Three well scenarios, LSU #2, Well X and Well Y, representing hole sizes from 6 in. to 12.25 in. were simulated. Kicks were simulated in each well configuration for total pit gains of 2, 10 and 20 bbl and for three levels of circulating underbalance. All simulations were run successfully and demonstrated that BHP was kept relatively constant using the proposed post-kick pump startup schedule and procedure.
Conclusions
• Simple shut-in is a procedure that can be applied during MPD operations to stop formation flow. Previous work has shown that it is the preferred response to a kick if accurate flow-out metering is not available or if a circulating response is impractical due to an equipment failure. Simple shut-in can be applied rapidly, typically in less than one minute, and it can provide a SICP as a basis for a pump startup schedule.
• The MPD pump shutdown with choked flow check response allows checking for flow during MPD operations without letting bottomhole pressure drop significantly below the intended pressure. Consequently, this response can be used to detect or confirm, and then shut in, low feed-in rate kicks that cannot be detected conclusively during circulation.
• The pump startup schedule method described successfully maintains bottomhole pressure relatively constant during pump startups for kick circulation. It is applicable after all non-circulating responses.
• Applicability of these methods was confirmed with both full-scale experiments and simulations covering a wide range of well conditions.
This article is based on IADC/SPE 143094, “Alternative Shut-In and Pump Start-Up Procedures for Kicks Taken During MPD Operations,” IADC/SPE Managed Pressure Drilling and Underbalanced Operations Conference & Exhibition, 5-6 April 2011, Denver, Colo.
Acknowledgements
The authors wish to acknowledge all of the previous researchers of the MPD consortium, especially Majid Davoudi who completed the study of the best initial responses to kicks taken in MPD operations, his contribution was essential to the conclusions reached in this work and are very much appreciated.

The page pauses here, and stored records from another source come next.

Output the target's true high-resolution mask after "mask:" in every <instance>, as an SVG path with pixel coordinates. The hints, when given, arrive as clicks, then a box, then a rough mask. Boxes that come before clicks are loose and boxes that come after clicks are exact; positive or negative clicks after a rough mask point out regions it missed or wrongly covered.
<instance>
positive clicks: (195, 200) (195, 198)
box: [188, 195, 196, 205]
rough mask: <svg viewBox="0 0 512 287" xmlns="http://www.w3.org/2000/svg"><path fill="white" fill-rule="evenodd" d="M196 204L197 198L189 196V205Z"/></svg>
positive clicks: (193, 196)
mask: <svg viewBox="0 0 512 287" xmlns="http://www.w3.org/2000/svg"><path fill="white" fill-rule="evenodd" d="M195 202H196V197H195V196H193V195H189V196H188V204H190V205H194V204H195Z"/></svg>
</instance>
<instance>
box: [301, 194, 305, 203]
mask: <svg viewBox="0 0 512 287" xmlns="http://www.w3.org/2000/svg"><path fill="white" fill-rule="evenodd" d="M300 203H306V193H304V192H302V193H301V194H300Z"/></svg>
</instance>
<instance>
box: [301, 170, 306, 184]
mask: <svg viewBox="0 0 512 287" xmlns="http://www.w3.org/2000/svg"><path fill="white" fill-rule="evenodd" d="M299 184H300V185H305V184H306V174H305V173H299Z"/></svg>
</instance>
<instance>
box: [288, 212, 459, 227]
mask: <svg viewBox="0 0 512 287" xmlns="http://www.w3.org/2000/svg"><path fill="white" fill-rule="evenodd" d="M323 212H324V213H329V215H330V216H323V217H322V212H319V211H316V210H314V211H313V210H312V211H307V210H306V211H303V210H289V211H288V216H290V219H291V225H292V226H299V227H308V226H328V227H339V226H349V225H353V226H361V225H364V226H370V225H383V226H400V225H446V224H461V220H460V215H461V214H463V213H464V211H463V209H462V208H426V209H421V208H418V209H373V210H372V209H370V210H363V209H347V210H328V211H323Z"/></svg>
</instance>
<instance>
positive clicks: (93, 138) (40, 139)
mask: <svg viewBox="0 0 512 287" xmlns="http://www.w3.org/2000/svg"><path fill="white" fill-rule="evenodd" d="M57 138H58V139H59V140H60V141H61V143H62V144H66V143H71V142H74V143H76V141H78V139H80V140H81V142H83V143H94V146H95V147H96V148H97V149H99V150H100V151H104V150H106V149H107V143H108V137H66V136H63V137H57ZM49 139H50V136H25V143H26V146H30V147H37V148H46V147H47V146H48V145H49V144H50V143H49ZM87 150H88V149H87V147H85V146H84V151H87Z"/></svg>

We thank SPT Group for providing licenses and technical support for the Ubitts and Dynaflodrill simulators, which were used extensively for this study. We also thank the consortium members: Chevron Energy Technology Corporation, Total E & P, ConocoPhillips, Shell E & P Company (SEPCO), At Balance™, Secure Drilling™, and Blade Energy Partners for their financial and technical support for this research. Note that their participation in the consortium does not indicate endorsement of this work or the conclusions reached.
Finally, we thank the faculty and staff of the Craft and Hawkins Department of Petroleum Engineering, especially PERTT Lab personnel, for their assistance in this research.